14 gamers found this review helpful
Gordian Quest

Stopped Playing Long Enough to Review

My initial impression of this game was a very simplistic even generic party-based RPG with CCG elements, but I'm thankful to say playing further in I kept stumbling across new wrinkles in the gameplay, new ways to play and combos to set up. This is the kind of game you do get wrapped up in because of how customizable it is. You're always collecting gear to upgrade that gear with gems, enchanting it with materials you find, encountering events that need skill checks that exhaust cards so you need to rest to recover them...and THAT opens up a whole new mechanic where your party takes actions around the campfire like holding conversations to strengthen their bonds or getting unique cards.
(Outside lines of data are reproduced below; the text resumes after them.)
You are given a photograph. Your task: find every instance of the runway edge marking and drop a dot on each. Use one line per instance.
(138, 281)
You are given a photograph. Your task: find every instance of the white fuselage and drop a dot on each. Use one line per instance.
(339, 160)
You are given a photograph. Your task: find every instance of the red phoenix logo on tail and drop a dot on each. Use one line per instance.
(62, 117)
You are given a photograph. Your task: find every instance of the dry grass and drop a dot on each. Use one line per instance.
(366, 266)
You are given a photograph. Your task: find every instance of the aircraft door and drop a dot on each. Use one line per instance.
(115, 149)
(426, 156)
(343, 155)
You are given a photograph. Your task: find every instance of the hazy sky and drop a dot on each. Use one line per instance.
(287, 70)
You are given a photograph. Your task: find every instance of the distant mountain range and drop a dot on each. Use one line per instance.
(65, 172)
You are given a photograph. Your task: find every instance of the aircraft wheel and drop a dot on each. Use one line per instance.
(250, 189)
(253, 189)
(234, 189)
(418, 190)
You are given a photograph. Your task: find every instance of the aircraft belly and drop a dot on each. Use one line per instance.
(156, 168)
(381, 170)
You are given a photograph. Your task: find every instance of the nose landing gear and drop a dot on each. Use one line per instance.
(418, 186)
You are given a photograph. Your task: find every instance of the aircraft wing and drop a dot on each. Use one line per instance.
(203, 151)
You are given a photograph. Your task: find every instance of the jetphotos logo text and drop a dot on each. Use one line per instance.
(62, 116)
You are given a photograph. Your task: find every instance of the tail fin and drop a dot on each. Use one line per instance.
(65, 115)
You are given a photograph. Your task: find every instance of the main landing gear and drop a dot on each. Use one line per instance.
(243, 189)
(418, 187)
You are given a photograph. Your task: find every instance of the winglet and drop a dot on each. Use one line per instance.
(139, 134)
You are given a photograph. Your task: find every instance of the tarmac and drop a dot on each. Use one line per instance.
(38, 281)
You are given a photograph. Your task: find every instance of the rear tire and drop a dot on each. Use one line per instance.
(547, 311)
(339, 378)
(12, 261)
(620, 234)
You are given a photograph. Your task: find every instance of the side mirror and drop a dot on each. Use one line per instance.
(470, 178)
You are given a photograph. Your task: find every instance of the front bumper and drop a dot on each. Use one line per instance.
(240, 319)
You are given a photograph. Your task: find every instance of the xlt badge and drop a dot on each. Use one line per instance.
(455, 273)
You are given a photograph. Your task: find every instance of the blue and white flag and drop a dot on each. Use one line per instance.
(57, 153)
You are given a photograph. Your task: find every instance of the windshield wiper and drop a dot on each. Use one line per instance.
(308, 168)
Get bored of your team? Collect new unit types and swap them out for your three person team any time you're back in town, and all of these have three unique types of cards to play around with. I ditched the relatively straight forward warrior for a blood mage and had a blast inflicting status effects like bleed and then crushing enemies by switching the bleed type to burn with another card so my mage could clean up with a well time spell. The animation is stylish and fun and always moving just a little to make it feel lively. Combat animations are visceral, fast and satisfying. There's no spoken dialogue except the narrator at the beginning but the music is nice and the sound effects on point. If you like micromanaging a team and their decks and equipment and classic dungeon crawling scenarios this is a nicely made and polished tribute and update of Jrpgs and rouge likes of old. This DOES have that Civilization addiction quality though where you will not be able to without great efforts to stop shooting for that extra level of experience to update your character, investigating the new dungeon that just appeared, solving the quest, seeing what new things are at the stores back in town...etc!

6 gamers found this review helpful
Blade of Darkness

So glad to play this again!

This brings back great memories but it makes a difference when I'm no longer a kid wondering why it was so hard to kill enemies and why I kept getting lost. This is the king of game that rewards exploration, learning the complex but intuitive controls, and knowing how to deal with problems that often seem to far outclass you. It reminds me a lot of Rune but with multiple characters or Enclave but with more of an emphasis on your choices to determine what weapons you carry by what weapons you find in your travels and you choose which weapon skills to specialize in by earning experience instead of just gold. This game is dark thematically as well as visually: lots of dim corridors, barren wastelands and lonely temples. It also feels very brutal. You can die quick and the toughest enemy that leaves itself open will literally get carved into meat by your blade. GREAT FUN. Take the tutorial, have patience, and you'll have a lot to do, places to go, and monsters to slay.